With the introduction of the new data privacy laws, only 26 percent of UK businesses admitted that they thought they were in full compliance of the data privacy laws. Some UK businesses are still struggling to understand fully if they are in compliance and what the steps are to become so. In addition, many UK companies are using newer technology to keep sensitive customer and company data safe from hackers and thieves. Through a series of rigorous testing, companies ensure their systems are safe. But, are there enough tests a company can run on their equipment worth millions of pounds?
Some experts are of the opinion that it isn’t newer technology that is causing data losses and power outages. The culprit, they argue, is some companies buying cheaper software to run systems. More expensive software, with fewer bugs, may be available. But companies must decide if they are willing to pay more to have a developer work out the software bugs. Software development and testing is not cheap and it can take time to work the bugs out. While some business owners may be saving upfront to buy cheaper software, they may not be saving as much as they think. Some bugs can lead to vulnerabilities and open a company’s network up for an attack.
Is the ‘buggy’ software program really a human problem?
A chief information officer at the London-based oil and gas exploration company, Tullow Oil, cites human factors are the reason for most system failures.

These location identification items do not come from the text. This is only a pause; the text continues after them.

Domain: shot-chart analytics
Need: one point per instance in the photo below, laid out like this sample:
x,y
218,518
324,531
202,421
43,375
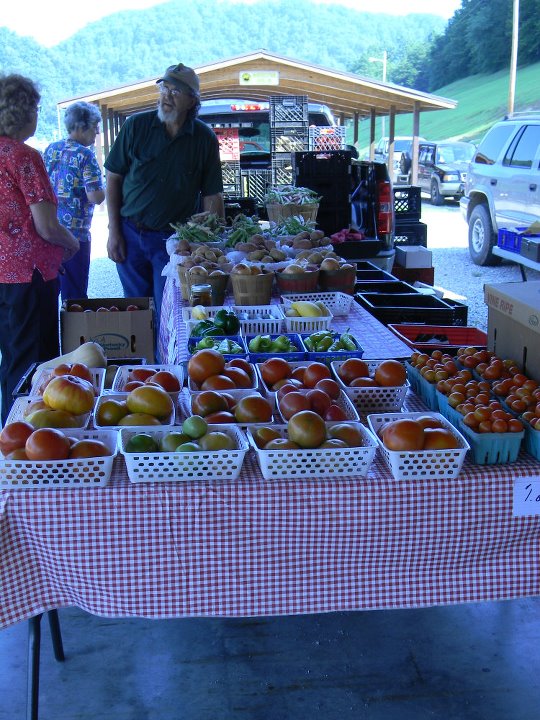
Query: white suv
x,y
503,184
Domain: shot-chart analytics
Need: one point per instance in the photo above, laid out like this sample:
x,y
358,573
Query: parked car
x,y
399,174
442,168
502,189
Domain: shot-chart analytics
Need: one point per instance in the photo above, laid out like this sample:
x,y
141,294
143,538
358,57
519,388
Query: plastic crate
x,y
319,463
21,405
329,357
425,390
532,441
46,374
410,233
342,400
493,448
407,203
404,308
121,397
62,474
510,240
420,464
337,302
185,466
192,342
289,110
372,399
448,338
299,354
252,321
123,376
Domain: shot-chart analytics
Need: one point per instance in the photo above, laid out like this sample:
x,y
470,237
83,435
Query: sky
x,y
52,22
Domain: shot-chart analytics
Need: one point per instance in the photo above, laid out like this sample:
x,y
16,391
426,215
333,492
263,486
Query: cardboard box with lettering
x,y
514,323
122,333
413,256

Some employees may not fully be following testing procedures 100 percent.
This may be part of the reason why UK companies are experiencing a high number of data loss and might play a role in some of the ‘system failure.’ However, in addition to not running enough tests, human error for failing to comply all testing at some companies, and trying to save upfront costs, UK companies may have a hard time preventing data loss because they set themselves up to fail.
The link between running outdated software and data Losses
Some UK companies may think it is cheaper to buy the outdated software than buy the newer, more expensive software. But, they may not be ready for the cost of owning software that the manufacturer now longer supports or offers updates. Third-party vendors may be the only option some UK businesses have to keep their systems running. Why not simply upgrade to the newest technology and open the door less to hackers and the possibility of data loss? Then, a company may increase spending by needing a specialist to recover any lost data when a system shuts.
Many businesses may not want to pay for a new system or see no need to switch if their software still works. Wouldn’t businesses be better off buying reliable software that is up-to-date? Has your business been guilty of any of these three?